La frase «Xa chimpaches dous alcaldes sen gañar nunca as eleccións», le espetó una voz anónima a la nueva alcaldesa de Vilamartín de Valdeorras, María Jesús Candal, después de concluir el pleno en el que triunfó la moción de censura que desalojó del poder al PSOE (444 votos) y colocó a la derecha (810 votos). Nada que objetar desde el punto de vista democrático (es el gobierno de la mayoría) pero sí desde la atalaya del liderazgo personal. En Vilamartín gobierna ahora una mujer que perdió su fuerza moral cuando obligó a su padre, el histórico Manuel Candal, a abandonar la alcaldía (¡por motivos políticos que no en un golpe de amor filial para procurar una vida más cómoda al progenitor!) después de 36 años de poder. Hay genes que no se heredan. Mientras el padre obtenía el 64,65% de los votos, la hija consiguió el 29,81%. Con liderazgos así, exentos de respaldo popular, el PP gobernará pero no convencerá.

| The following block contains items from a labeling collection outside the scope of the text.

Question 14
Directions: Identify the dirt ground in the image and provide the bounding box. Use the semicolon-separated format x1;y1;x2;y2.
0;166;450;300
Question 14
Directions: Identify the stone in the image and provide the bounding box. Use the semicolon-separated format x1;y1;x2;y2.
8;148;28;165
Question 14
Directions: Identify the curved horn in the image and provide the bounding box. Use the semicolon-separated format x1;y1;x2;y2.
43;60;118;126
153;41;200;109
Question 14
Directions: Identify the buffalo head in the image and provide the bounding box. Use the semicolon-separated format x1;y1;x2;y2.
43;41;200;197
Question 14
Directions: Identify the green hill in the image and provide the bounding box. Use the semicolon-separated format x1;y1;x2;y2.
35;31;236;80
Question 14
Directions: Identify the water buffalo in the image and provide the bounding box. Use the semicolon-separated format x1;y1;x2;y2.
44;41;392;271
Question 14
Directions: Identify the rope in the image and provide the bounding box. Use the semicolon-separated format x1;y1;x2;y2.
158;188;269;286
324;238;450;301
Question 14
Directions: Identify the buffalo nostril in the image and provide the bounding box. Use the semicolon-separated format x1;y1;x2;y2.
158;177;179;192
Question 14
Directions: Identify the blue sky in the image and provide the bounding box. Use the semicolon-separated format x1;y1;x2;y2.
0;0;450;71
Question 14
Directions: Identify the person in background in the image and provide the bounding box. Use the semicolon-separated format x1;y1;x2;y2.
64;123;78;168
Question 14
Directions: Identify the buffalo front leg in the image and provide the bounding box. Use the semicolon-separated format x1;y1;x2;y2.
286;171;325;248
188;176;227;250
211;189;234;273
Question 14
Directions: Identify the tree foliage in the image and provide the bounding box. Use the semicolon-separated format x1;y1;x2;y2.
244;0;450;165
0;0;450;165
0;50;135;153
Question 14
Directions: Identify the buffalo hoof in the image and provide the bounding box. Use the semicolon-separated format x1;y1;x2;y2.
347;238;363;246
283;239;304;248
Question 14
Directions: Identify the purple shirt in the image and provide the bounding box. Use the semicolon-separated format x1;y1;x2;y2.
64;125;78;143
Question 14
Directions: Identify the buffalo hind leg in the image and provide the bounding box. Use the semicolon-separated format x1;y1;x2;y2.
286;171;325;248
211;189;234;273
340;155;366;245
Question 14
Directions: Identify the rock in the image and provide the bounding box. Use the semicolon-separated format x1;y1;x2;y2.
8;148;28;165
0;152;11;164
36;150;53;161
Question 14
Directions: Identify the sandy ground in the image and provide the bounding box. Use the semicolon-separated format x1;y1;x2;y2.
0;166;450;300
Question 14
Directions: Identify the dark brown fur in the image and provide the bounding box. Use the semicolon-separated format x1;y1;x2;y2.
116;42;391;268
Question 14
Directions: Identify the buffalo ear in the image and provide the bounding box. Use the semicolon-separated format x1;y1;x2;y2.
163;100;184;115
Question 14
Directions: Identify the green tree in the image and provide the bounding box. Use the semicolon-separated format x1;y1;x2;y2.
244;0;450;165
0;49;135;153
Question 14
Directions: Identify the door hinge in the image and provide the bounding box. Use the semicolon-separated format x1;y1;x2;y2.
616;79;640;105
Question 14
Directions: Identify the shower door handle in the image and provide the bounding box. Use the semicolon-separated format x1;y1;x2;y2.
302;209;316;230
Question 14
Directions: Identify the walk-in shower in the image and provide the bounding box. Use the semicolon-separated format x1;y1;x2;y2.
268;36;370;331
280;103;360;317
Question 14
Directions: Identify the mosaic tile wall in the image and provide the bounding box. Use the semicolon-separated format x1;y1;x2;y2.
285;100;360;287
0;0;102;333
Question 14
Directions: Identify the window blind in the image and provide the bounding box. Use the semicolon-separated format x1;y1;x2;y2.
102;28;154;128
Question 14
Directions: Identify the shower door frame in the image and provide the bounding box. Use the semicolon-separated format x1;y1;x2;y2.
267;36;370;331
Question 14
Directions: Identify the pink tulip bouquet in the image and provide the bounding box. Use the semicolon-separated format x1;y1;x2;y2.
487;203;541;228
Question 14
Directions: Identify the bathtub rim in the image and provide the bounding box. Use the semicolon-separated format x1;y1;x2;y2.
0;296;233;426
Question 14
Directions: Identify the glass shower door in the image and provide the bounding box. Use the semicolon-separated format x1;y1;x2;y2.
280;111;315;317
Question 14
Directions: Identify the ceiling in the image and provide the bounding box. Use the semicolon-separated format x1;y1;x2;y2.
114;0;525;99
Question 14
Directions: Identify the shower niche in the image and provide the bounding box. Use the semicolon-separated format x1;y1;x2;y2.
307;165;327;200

El dato El titular de La Voz era claro: «Baltar repescó a 11 de los 104 contratados por su padre». Algo se va avanzando en el desmantelamiento de la política de clientelismo y nepotismo instaurada en Ourense durante décadas. Con el anterior Baltar los titulares eran de este tenor: «Todos los aprobados en una oposición de la Diputación de Ourense son hijos de cargos del PP». Del 100 % del padre se pasó al 10,5 % del hijo, lo que es un signo de esperanza democrática. ¡Antes se habrían repescado los 104!